Красный от натуги, бормоча про себя что-то неразборчивое, наш проводник с ломом в руках ползал по трюму, заглядывал во все закоулки. Заметив нас, поднялся, зло спросил:
— Кому тут надо было хозяйничать?
Мы так и прыснули.
— Кто выпустил нерпу? — заорал проводник.
— Ну, ты не очень кричи! — буркнул Санька.
Все замолчали, предвидя надвигающуюся ссору. И в эту минуту, где-то далеко, в самой утробе баржи послышалось приглушённое скрежетание. Проводник какое-то мгновение недоверчиво прислушивался, потом, не выпуская лома, бросился к рубке и, лёжа на животе, полез вдоль борта куда-то под неё, к перегородке, которой трюм был отгорожен от машинного отделения.
«Вот дуралей, — подумал я о нерпёнке, — ну что бы тебе ещё потерпеть…»
Все стояли на борту, возле поручней, хмуро ждали, что будет. Из закутка торчали только резиновые сапоги проводника. Сапоги дёргались, елозили по настилу, а проводник раздражённо кричал что-то, не зная, как подступиться к зверьку.

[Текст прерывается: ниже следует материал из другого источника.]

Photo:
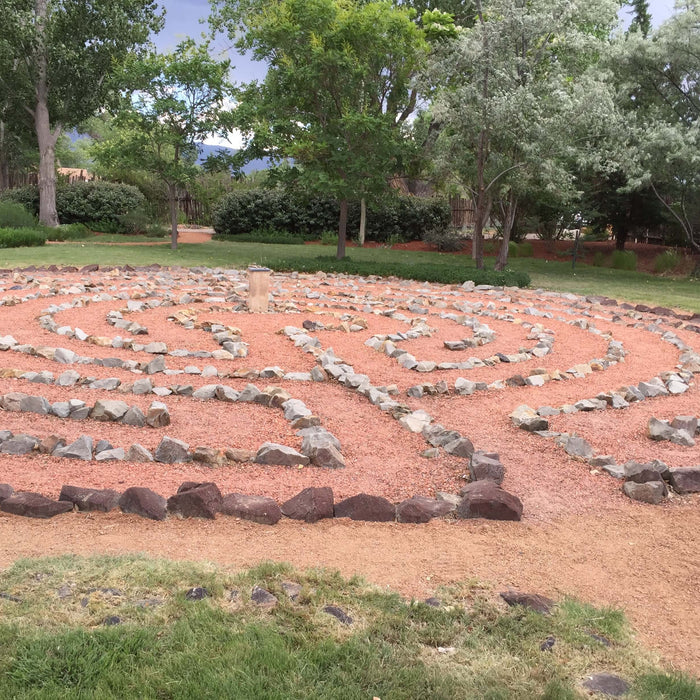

Я отвернулся от ветра, чтобы прикурить. В эту минуту послышался смех. Хохотали весело, заливисто, и только Санька пытался остановиться, не мог и лишь выговаривал сквозь хохот:
— Ай да зверюга! Ай да у-умница!..
Проводник стоял взъерошенный и оглядывал всех колючими глазами.
— Что произошло? — спросил я, подходя.
— А ничего, — ответил он. — Измазалась нерпа в мазуте, как чёрт, а они ржут…
Нерпёнок был неузнаваем. Его красивая шкурка вся была в бурых маслянистых пятнах. И только глаза — усталые и затравленные — смотрели знакомо ещё, но уже как-то безразлично.
Санька наконец перестал смеяться, озорно подмигнул нам и предложил проводнику:
— Хочешь, мыла дам?
— Зачем? — не понял проводник.
— Помоешь ему шкуру, а то его матка не узнает…
Все опять засмеялись. Проводник обвёл нас недобрым взглядом, не выдержал — взял нерпёнка за ласты, раскачал и сердито швырнул в воду, которую прилив опять уже подогнал к самому борту. Нерпёнок скрылся в волнах.